Residents living around the $3.8-billion resort project by China’s Union Development Group (UDG) say they are worried for their safety after even their Cambodian People’s Party commune chief has now been summoned for questioning over a dirt road they were building.
The UDG development in Koh Kong province’s Kiri Sakor district, which has recently been subject of rumors that it may be a secret Chinese military base, has been plagued by years of unending land disputes due to its displacement of locals. Most egregiously, UDG has even been accused of hiring soldiers to harass residents.
A summons dated May 7 and issued by Khat Khemra, the Koh Kong provincial military police’s criminal affairs office, calls Prek Khsach commune chief Ream Rom to appear before authorities for questioning over a “personal” case on Friday.
Rom told VOD that he would attend the questioning but denied he had any personal disputes. He said he believed the case was likely related to threats he said were made by UDG on April 8 to file a complaint against him over a 200-meter dirt road that was being built by his constituents through land now claimed by UDG.
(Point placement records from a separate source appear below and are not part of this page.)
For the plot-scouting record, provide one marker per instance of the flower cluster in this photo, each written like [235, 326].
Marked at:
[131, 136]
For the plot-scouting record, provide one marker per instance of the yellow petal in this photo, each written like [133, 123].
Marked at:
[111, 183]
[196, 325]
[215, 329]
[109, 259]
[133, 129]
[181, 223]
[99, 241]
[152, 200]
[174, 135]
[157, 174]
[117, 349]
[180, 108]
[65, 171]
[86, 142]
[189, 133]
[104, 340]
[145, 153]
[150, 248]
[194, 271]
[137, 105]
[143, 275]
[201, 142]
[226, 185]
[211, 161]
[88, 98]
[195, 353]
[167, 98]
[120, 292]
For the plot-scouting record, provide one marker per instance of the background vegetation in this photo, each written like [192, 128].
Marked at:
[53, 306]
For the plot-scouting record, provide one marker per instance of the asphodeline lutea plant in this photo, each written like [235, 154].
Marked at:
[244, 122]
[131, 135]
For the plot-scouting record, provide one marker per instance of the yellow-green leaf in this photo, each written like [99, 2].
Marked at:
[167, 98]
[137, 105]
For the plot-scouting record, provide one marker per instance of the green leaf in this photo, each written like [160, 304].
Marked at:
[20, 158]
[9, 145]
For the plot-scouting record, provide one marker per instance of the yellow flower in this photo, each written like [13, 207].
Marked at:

Yet he denied leading his constituents in the effort and said they acted alone.
“If I am charged with joining hands with the people, I have documents to prove that it was the people who requested to build the road,” Rom said, claiming that he tried to follow the appropriate processes but was undermined by his constituents.
“I submitted these these documents to the environment department, and the environment department claimed it had not received approval yet. So I returned to the people and told them not to build the road until I ask for approval,” he said.
“The people did not listen and they did it. When they did it, they did not tell me. I was busy with my brother’s wedding.”
However, one of Rom’s constituents, Tith Ten, said the commune chief did in fact help the residents in their disputes with UDG and that many residents would gather on Friday to support him while he is questioned in a show of solidarity.
“We will support him because he is very fair,” Ten said. “The commune chief in this mandate is good with the people. Whatever we do, he always follows up and helps us with everything such as when the company’s security guards came down to the local community and did things improperly. He comes to help us.”
According to the summons letter, the military police received a complaint about a case on April 10 that said security guards for UDG had two days prior prevented about 50 people from the community from trying to build the dirt road. The residents were trying to dig out a 200-meter dirt stretch to link their community to the main road to make it easier to travel to local population centers and markets.
Khemra, the chief of the provincial military police criminal office who summoned Rom, denied the commune chief would be questioned on the subject of the road and said he was being called as a witness in a different case related to UDG.
“It’s related to that land case — [but] related to a case of threats and is because he knew about the case. He was not involved. But he knows about it,” Khemra said, before declining to elaborate on the alleged threats. He referred further questions to provincial prosecutor Ros Saram, who could not be reached for comment.
Hour In, a monitor for local rights group Licadho in the province, said if provincial military police officials were in fact now calling commune chiefs for questioning over the UDG dispute it was a new level of intimidation in the ongoing saga.
“The commune authorities supported their people in building the road but then this is turned into being called for questioning. I think it is intimidation — and it is not encouraging for commune officials who have a will to serve the people,” In said.
UDG received a 36,000-hectare concession in the districts of Botum Sakor and Kiri Sakor from the government 11 years ago to develop an international standard business center and tourist resort over five stages of five years each. It received a further 9,100 hectares in 2011.
The land concession impinged on 12 villages inhabited by more than 1,000 families, according to a 2012 U.N. report. But UDG and government officials have slowly whittled away holdouts over the years — in many cases offering them barren stretches of nearby land in exchange for their promises to drop their claims against the company in the coastal area.
(Translated and edited from the original article on VOD Khmer)
Correction (May 28, 2019): A previous version of this story stated that only 200 families were affected by the UDG development.